Machine learning: applications, improvements, and key considerations

The integration of machine learning (ML) into nephrology research has revolutionized data analysis in recent years and made it more and more popular, enabling deep insights from structured and unstructured datasets. These approaches have been applied to predict disease progression, identify biomarkers, and enhance decision-making in nephrology clinical care. However, while these tools are powerful, researchers must remain mindful of when to use them and how to enhance their effectiveness by refining the models or integrating them with other methods. Researchers in beginners often lack the experience needed to run a data mining project effectively, which can lead to incorrect practices, common mistakes, or overly optimistic results [43].
Data in nephrology is high-dimensional due to its large volume and variety, collected from multiple sources such as patient registries, EHRs, and clinical trials [44]. Account for it, feature selection is recommended to help remove irrelevant and redundant data when using machine learning [45]. A study conducted by Ebiaredoh-Mienye et al. [46] proved that the machine learning models trained with the reduced feature set performed better than those trained with the complete feature set by comparing logistic regression, decision tree, XGBoost, random forest, support vector machine, and conventional AdaBoost models to compare the effective detection of CKD. Multi-omics data including genomics (DNA), transcriptomics (RNA), proteomics (proteins), and metabolomics (metabolites) are also widely used in nephrology [47]. Integrating multi-omics data with machine learning for kidney disease research enables novel disease classification, reclassifying patients into molecularly defined subgroups and uncovering the underlying molecular mechanisms and biological pathways of various diseases [47,48]. Feature selection on multi-omics data often involves merging different data types without considering their sources, which can lead to the loss of information on specific omics datasets.
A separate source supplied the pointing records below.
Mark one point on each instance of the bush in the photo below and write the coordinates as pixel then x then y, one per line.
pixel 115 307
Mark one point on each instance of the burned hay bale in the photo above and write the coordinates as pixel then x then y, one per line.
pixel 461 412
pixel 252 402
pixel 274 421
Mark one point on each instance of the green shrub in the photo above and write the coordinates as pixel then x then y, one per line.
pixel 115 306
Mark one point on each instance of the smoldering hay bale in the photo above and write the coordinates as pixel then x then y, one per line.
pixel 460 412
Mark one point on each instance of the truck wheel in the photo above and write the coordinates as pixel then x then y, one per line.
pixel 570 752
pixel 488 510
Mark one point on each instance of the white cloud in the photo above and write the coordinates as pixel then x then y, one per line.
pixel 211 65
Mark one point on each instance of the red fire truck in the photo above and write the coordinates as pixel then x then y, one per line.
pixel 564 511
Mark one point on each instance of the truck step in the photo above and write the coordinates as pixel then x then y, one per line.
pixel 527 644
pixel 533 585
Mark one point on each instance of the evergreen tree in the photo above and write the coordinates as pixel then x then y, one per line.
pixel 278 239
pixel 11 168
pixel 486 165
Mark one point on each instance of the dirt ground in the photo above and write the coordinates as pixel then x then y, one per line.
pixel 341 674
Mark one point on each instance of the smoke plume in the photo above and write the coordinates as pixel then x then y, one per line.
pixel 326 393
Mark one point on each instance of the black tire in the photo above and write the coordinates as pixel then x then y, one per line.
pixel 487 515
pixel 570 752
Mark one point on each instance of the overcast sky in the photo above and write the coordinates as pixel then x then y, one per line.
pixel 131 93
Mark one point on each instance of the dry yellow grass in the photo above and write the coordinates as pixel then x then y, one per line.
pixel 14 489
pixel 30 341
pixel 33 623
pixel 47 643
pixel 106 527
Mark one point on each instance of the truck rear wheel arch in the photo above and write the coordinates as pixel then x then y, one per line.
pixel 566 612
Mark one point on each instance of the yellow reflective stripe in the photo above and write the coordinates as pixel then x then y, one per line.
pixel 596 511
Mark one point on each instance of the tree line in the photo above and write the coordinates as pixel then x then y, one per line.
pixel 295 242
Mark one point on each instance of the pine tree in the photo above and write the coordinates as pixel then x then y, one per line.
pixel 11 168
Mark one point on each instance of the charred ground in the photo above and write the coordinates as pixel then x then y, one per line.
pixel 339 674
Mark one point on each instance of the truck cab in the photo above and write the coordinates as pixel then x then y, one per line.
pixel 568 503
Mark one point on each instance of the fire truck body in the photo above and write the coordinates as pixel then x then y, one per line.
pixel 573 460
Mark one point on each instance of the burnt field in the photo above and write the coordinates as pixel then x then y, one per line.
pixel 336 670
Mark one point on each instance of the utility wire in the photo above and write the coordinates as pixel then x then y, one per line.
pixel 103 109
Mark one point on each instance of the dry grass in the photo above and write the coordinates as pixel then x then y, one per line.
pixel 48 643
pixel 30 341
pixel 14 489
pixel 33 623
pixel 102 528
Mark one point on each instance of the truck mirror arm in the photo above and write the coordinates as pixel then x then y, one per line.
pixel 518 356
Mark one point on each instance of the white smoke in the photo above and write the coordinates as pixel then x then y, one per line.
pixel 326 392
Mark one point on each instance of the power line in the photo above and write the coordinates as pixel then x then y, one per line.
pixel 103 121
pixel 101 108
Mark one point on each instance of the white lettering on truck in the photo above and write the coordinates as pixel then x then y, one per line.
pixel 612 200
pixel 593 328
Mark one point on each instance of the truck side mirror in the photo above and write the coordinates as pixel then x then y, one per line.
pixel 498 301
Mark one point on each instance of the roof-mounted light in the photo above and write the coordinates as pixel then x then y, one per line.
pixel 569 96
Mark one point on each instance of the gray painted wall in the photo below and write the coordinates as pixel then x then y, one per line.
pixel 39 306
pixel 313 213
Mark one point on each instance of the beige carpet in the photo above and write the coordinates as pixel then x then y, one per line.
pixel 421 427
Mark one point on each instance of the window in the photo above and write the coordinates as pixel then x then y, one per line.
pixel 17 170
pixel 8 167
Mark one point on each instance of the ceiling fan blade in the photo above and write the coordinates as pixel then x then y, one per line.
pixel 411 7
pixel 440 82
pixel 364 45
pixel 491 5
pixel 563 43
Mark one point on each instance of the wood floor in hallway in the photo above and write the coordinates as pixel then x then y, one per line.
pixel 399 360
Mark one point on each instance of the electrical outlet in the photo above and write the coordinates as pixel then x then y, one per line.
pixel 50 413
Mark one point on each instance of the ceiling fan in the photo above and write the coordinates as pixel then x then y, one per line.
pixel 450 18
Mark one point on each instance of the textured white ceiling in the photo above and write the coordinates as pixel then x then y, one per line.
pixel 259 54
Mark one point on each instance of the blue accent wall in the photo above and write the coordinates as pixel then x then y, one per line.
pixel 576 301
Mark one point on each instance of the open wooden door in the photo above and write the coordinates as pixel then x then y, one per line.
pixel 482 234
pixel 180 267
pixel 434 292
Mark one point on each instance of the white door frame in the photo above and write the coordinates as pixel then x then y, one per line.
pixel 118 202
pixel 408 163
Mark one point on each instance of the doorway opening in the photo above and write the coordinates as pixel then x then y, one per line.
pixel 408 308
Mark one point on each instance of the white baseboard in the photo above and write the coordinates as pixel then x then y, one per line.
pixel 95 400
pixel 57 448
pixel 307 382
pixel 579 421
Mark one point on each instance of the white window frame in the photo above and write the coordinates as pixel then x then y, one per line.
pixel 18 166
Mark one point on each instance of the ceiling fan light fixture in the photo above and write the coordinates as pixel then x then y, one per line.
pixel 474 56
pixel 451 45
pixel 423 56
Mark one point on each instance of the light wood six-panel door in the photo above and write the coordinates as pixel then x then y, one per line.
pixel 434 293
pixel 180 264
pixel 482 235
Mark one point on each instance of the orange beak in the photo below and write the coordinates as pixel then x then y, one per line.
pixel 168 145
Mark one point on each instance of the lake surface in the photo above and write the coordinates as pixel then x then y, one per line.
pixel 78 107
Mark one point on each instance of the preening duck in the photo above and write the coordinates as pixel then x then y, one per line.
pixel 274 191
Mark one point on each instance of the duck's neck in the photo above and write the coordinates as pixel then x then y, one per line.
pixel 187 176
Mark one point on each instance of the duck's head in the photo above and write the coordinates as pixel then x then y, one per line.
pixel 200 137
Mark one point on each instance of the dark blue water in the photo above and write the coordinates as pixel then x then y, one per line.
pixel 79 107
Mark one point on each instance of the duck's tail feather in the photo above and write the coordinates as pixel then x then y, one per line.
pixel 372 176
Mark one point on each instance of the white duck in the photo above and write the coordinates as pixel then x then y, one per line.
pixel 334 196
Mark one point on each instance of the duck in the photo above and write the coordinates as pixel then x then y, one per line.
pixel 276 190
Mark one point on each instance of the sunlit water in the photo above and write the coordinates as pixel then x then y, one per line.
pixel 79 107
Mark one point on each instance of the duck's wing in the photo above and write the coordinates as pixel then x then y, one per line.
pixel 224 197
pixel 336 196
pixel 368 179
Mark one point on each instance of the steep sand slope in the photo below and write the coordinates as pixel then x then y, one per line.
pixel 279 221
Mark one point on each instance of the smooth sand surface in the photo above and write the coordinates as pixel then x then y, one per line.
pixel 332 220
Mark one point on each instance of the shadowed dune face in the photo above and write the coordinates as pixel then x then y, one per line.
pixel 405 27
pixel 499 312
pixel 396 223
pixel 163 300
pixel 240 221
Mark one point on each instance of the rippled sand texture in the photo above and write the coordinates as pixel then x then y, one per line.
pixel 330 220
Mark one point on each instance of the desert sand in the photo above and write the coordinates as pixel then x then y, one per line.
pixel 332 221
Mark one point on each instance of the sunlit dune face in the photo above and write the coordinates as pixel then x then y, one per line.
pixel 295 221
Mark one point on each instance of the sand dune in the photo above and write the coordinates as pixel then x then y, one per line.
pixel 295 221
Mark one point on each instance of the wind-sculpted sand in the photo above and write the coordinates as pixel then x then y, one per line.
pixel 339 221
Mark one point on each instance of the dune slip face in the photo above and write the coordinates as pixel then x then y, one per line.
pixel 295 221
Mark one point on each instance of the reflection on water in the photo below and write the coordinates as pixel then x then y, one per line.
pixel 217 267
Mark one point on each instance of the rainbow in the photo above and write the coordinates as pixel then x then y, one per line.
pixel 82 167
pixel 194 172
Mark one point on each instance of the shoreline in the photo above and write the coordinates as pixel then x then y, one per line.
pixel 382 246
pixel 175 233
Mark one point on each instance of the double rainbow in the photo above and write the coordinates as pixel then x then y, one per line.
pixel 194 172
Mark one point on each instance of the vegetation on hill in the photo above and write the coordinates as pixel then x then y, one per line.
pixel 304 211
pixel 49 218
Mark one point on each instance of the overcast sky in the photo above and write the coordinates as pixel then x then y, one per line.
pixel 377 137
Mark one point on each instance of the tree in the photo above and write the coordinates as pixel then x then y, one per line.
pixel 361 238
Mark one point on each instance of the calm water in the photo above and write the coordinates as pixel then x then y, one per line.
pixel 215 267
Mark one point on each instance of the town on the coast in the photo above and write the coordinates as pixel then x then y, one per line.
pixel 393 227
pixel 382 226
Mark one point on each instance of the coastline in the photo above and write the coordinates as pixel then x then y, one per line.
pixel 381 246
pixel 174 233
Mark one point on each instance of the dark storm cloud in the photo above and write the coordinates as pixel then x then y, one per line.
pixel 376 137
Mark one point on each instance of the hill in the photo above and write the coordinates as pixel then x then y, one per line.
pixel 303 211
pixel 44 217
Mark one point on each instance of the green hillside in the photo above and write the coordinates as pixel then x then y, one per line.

Some approaches have been developed for the consideration of the group structure such as lasso based-feature selection methods sparse group lasso [49], integrative lasso with penalty factors [50], random forest extension block forest [51], and partial least squares (PLS) based adaptive sparse multi-block PLS (asmbPLS) [52] and asmbPLS discriminant analysis [53].
One other challenge for applying machine learning to nephrology research data is the limitation of sample size. Compared to other specialties in the medical field, nephrology has reported relatively few clinical trials with a large sample size [54,55]. When applying machine learning models to small sample size datasets, it may exaggerate the accuracy of ML due to overfitting or random effects [37]. Thus, it is essential to ensure that the sample size is sufficient relative to the complexity of the model and the number of features in the data. In addition, the robust evaluation of ML classification is also important when training and testing sample sizes are small, as it facilitates meaningful comparisons across studies and methods [5658].

Reproducible research

Reproducibility of research is essential for scientific research accuracy, ensuring that findings are reliable, verifiable, and transparent. Integrating computations, code, and data into documents ensures readers to verify, adapt, and reproduce results. However, in biomedical research, where complex datasets and advanced statistical models are frequently used, research often lacks transparency and reproducibility. A study by Iqbal et al. [59] analyzed 441 biomedical publications and found that only one provided access to study protocols, none provided raw data, and only four were reproducible studies. Similarly, in nephrology research, a study by Fladie et al. [60] evaluated nephrology literature for reproducible practices by analyzing 300 randomly sampled publications and found that 123 of them lacked the empirical data necessary for reproducibility.
Statistical software like R and Rstudio are commonly used among biostatisticians, and they are powerful tools that provide user-friendly packages to incorporate reproducible research into statistical workflows [61]. They allow researchers to combine code, results, and descriptive comments into a single document, making it easier to generate comprehensive reports that can be shared and reproduced by others. Through RStudio, researchers can create dynamic, literate programming documents that integrate statistical analysis with explanatory text and visualizations. These reports can be generated in various formats, such as HTML, PDF, and Word, making it easier to share the findings. The inclusion of the code and data used in the analysis ensures transparency and enables other researchers to understand the analytical process, replicate the results, and adapt the analysis if necessary. Beyond RStudio, several other tools and platforms also support reproducibility. Platforms such as Git and GitHub play important roles in improving the reproducibility of research [61]. By using its version control systems, researchers can effectively track changes to their code over time, enhancing collaboration and transparency. As such, maintaining a traceable research process is essential for enabling rigorous scrutiny and validation, which is crucial for ensuring the long-term reliability of findings. A link to the GitHub repository, which includes all necessary files such as programming code and descriptive instructions, is recommended for publication.
To maximize the reproducibility of research, this review proposed a checklist that researchers can follow (Fig. 2). This checklist divided the procedures of conducting research into three divisions, before data analysis, during data analysis, and after data analysis. Before data analysis, researchers should outline their study’s goals, methodology, and design in a clear proposal, and create standardized protocols for data collection and analysis. A comprehensive data management plan should define procedures for data storage, backup, and sharing while identifying necessary software, tools, and libraries. Version control systems, such as Git and GitHub, should be used to track code changes. During data analysis, researchers must document standardized data cleaning steps, thoroughly annotate the code, and keep track of changes with meaningful commit messages. Using reproducible scripts (e.g., Rmarkdown) is essential to ensure transparency. After analysis, researchers should verify that the results can be replicated with the documented code and data. Data and analysis scripts should be shared for replication, and the final version of code should be well-documented. In publications, all supplementary materials should be included or linked. By adhering to these practices, researchers can promote transparency, improve reproducibility, reduce the potential for errors, and create a foundation for future studies to build upon.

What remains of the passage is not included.